* [PATCH 0/13] makedumpfile: Avoid two pass filtering by using bitmap file.
@ 2015-05-11 6:13 Atsushi Kumagai
2015-05-12 8:20 ` HATAYAMA Daisuke
0 siblings, 1 reply; 5+ messages in thread
From: Atsushi Kumagai @ 2015-05-11 6:13 UTC (permalink / raw)
To: kexec
Hello,
This is the patch set to avoid two pass filtering, it is the
finished version of the previous patch set below:
http://lists.infradead.org/pipermail/kexec/2015-March/013497.html
cyclic mode has to take a two-pass approach for filtering to save on the
memory consumption, it's a disadvantage of the cyclic mode and it's basically
unavoidable. However, even the cyclic mode can avoid two-pass filtering if free
memory space is enough to store the whole 1st and 2nd bitmaps, but the current
version doesn't it.
The main purpose of this patch set is avoiding that useless filtering,
but before that, I merged non-cyclic mode into cyclic mode as code clean up
because the codes are almost the same. Instead, I introduce another way to
guarantee one-pass filtering by using disk space.
MAJOR CHANGES
1. Introduce --work-dir option instead of --non-cyclic
--non-cyclic option were used to choose the non-cyclic mode, it realizes
one-pass filtering by creating a temporary bitmap file on TMPDIR.
The new option "--work-dir" is used to specify a working directory
to store the bitmap file, so this is the alternative to the combination of
--non-cyclic and TMPDIR.
2. Remove extra page filtering
If free memory space is enough to store the whole 1st and 2nd bitmaps
(or --work-dir is specified), page filtering and creating bitmaps are
done only once before writing process. Otherwise the bitmaps are created
twice; to decide the offset of the page header region, and for actual
page writing process, as usual.
INTERNAL CHANGE
info->flag_cyclic indicated whether the internal mode is cyclic or non-cyclic.
Now, since the two modes are merged, the flag means that filtering process will
take multi cycles, i.e. it has to take a two-pass approach.
Atsushi Kumagai (13):
Organize bitmap structure for cyclic logic.
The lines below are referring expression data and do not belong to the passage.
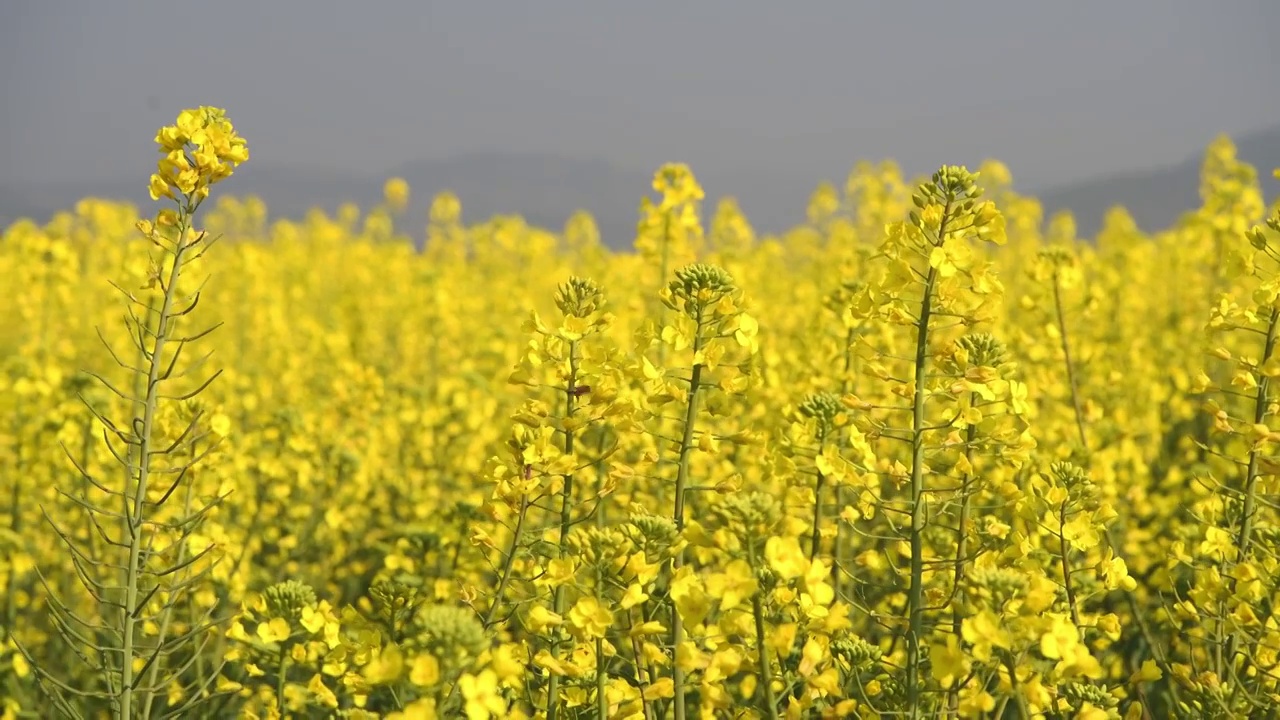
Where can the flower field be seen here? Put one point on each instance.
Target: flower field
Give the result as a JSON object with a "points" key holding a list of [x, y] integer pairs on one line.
{"points": [[926, 455]]}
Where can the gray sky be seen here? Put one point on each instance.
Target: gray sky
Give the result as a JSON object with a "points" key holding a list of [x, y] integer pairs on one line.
{"points": [[1057, 90]]}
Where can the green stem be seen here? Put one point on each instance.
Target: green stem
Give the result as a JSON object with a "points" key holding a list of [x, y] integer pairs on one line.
{"points": [[508, 563], [1244, 537], [1064, 551], [771, 703], [1070, 365], [961, 550], [136, 516], [566, 520], [915, 593], [816, 542], [686, 442]]}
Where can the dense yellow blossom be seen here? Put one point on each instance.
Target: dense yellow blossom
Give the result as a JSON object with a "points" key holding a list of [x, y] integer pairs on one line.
{"points": [[927, 454]]}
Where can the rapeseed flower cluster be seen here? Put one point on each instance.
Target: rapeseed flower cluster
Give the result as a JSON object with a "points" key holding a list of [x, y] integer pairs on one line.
{"points": [[928, 454]]}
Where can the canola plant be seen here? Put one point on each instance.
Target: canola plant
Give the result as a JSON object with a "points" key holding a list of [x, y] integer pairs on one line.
{"points": [[927, 455]]}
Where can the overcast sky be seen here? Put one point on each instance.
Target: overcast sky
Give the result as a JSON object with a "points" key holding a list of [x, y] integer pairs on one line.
{"points": [[1059, 90]]}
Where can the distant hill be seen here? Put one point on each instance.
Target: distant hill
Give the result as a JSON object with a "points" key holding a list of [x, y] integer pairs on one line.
{"points": [[547, 188], [1156, 197]]}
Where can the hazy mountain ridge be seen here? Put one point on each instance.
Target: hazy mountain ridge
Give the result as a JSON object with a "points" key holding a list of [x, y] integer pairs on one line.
{"points": [[547, 188]]}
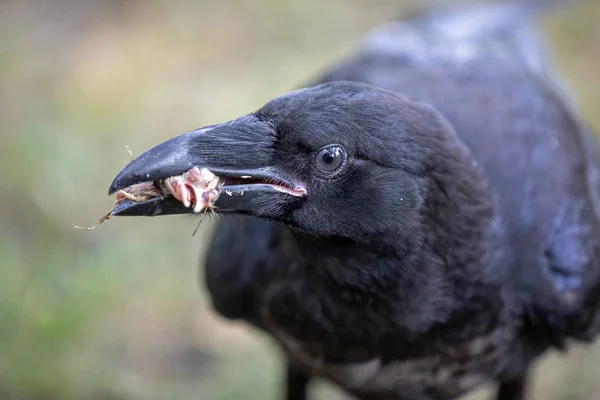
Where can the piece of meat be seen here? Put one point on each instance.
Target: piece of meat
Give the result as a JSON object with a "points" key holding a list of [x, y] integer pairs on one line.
{"points": [[197, 188]]}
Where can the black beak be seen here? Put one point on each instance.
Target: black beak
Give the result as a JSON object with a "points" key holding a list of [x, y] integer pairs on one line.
{"points": [[239, 152]]}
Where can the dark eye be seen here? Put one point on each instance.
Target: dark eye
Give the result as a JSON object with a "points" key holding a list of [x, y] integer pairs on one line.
{"points": [[331, 158]]}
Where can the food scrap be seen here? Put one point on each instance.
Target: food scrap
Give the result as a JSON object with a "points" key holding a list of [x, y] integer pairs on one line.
{"points": [[197, 188]]}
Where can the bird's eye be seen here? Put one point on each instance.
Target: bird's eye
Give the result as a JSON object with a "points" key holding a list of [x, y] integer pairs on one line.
{"points": [[330, 159]]}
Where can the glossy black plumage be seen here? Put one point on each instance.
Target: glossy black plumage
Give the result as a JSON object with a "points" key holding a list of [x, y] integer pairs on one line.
{"points": [[535, 278], [458, 242]]}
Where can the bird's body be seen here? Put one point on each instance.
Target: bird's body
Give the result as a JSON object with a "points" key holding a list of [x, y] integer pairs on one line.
{"points": [[438, 228], [331, 308]]}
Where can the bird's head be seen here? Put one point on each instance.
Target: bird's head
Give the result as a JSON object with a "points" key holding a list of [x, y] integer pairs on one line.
{"points": [[336, 160]]}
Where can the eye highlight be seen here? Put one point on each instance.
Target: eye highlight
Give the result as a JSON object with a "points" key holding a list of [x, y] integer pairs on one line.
{"points": [[330, 159]]}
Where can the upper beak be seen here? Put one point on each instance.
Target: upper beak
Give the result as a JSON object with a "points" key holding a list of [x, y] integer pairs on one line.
{"points": [[239, 152]]}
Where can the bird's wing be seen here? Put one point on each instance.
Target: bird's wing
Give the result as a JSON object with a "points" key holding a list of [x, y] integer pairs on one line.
{"points": [[489, 71]]}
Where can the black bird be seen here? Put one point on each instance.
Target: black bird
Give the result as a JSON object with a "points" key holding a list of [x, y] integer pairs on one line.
{"points": [[421, 219]]}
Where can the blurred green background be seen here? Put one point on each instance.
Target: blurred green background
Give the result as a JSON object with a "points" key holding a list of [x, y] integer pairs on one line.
{"points": [[117, 313]]}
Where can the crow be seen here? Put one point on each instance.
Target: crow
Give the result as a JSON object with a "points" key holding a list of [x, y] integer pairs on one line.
{"points": [[420, 219]]}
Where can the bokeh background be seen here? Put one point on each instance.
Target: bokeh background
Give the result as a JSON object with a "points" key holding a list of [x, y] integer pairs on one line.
{"points": [[120, 312]]}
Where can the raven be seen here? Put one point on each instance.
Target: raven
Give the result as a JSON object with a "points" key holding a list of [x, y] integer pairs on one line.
{"points": [[420, 219]]}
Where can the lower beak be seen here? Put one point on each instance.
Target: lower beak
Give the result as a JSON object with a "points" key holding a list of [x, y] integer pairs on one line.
{"points": [[239, 153]]}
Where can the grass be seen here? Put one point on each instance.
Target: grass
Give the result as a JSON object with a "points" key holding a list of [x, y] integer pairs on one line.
{"points": [[117, 313]]}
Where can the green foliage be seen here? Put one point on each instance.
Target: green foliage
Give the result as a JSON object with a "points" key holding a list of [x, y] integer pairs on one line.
{"points": [[116, 313]]}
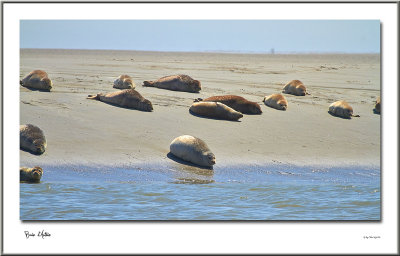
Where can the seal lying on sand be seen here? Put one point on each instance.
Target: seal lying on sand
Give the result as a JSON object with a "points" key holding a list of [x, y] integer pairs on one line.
{"points": [[377, 109], [277, 101], [127, 98], [175, 83], [30, 174], [32, 139], [193, 150], [341, 109], [37, 79], [124, 82], [236, 102], [215, 110], [295, 87]]}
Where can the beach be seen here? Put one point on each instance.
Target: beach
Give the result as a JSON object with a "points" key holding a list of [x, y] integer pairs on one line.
{"points": [[87, 132]]}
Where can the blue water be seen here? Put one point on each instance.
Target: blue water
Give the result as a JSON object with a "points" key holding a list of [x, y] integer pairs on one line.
{"points": [[230, 193]]}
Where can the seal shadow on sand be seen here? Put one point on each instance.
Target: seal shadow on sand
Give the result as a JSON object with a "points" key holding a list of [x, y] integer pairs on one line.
{"points": [[118, 106], [346, 118], [36, 89], [204, 170], [33, 153], [206, 117]]}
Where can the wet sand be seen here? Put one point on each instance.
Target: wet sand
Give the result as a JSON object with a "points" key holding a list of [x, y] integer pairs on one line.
{"points": [[91, 133]]}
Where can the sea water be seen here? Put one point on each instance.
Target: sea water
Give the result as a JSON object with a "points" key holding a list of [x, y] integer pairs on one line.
{"points": [[229, 193]]}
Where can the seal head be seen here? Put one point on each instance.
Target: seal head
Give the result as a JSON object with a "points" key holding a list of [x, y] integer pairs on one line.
{"points": [[30, 174], [32, 139], [193, 150]]}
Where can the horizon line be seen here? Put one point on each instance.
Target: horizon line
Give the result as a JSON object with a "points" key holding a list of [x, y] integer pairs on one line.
{"points": [[209, 51]]}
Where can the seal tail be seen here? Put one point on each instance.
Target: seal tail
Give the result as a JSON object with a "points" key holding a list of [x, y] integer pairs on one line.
{"points": [[148, 83], [93, 97]]}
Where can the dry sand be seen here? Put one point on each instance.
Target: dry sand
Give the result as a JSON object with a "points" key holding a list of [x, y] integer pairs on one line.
{"points": [[87, 132]]}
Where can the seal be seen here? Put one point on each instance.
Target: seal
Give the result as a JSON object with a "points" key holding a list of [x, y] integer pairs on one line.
{"points": [[295, 87], [127, 98], [31, 175], [277, 101], [32, 139], [37, 79], [215, 110], [175, 83], [341, 109], [124, 82], [193, 150], [377, 109], [237, 103]]}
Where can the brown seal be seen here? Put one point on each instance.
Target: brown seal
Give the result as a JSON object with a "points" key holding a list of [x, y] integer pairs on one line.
{"points": [[127, 98], [32, 139], [295, 87], [193, 150], [37, 79], [215, 110], [377, 109], [277, 101], [176, 83], [124, 82], [32, 175], [237, 103], [341, 109]]}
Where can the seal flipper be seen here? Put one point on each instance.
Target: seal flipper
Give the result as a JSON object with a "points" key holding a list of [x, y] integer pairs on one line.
{"points": [[148, 83], [93, 97]]}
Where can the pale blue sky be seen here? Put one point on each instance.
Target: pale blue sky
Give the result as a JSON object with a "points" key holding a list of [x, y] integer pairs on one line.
{"points": [[285, 36]]}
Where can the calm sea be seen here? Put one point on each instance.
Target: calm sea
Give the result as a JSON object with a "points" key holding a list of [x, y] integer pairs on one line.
{"points": [[230, 193]]}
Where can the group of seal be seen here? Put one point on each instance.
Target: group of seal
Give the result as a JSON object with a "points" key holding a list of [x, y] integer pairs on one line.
{"points": [[186, 147], [32, 139]]}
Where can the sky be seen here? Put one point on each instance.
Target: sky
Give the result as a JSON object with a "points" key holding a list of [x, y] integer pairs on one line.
{"points": [[248, 36]]}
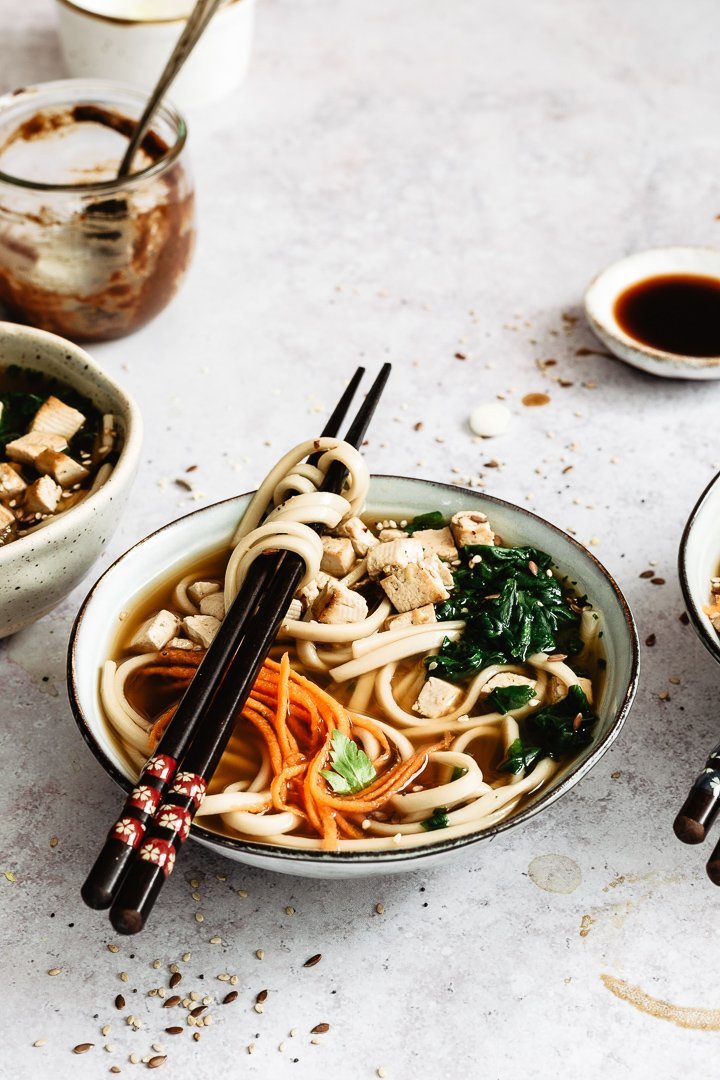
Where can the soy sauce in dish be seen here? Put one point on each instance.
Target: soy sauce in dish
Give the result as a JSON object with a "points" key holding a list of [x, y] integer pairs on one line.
{"points": [[678, 313]]}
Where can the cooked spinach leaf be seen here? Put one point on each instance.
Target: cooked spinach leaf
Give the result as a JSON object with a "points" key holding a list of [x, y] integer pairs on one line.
{"points": [[562, 728], [505, 698], [512, 607], [433, 520], [438, 819]]}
Add option to specify working directory for the bitmap.
Integrate the entry point of is_dumpable().
Integrate the main logic of writing kdump file.
Communalize the function for creating 1st bitmap.
Remove the old logic of writing kdump pages.
Integrate filtering process for ELF path.
Remove the old logic of writing ELF pages.
Adjust --mem-usage path to the new code.
Adjust --split/--reassemble path to the new code.
Adjust refiltering path to the new code.
Adjust sadump path to the new code.
Remove --non-cyclic option.
README | 16 -
makedumpfile.8 | 32 +-
makedumpfile.c | 1624 ++++++++++++++++++--------------------------------------
makedumpfile.h | 41 +-
print_info.c | 23 +-
sadump_info.c | 8 +-
6 files changed, 588 insertions(+), 1156 deletions(-)
--
1.9.0
_______________________________________________
kexec mailing list
kexec@lists.infradead.org
http://lists.infradead.org/mailman/listinfo/kexec
^ permalink raw reply [flat|nested] 5+ messages in thread
* Re: [PATCH 0/13] makedumpfile: Avoid two pass filtering by using bitmap file.
2015-05-11 6:13 [PATCH 0/13] makedumpfile: Avoid two pass filtering by using bitmap file Atsushi Kumagai
@ 2015-05-12 8:20 ` HATAYAMA Daisuke
2015-05-13 8:04 ` Atsushi Kumagai
0 siblings, 1 reply; 5+ messages in thread
From: HATAYAMA Daisuke @ 2015-05-12 8:20 UTC (permalink / raw)
To: ats-kumagai; +Cc: kexec
Hello Kumagai-san,
From: Atsushi Kumagai <ats-kumagai@wm.jp.nec.com>
Subject: [PATCH 0/13] makedumpfile: Avoid two pass filtering by using bitmap file.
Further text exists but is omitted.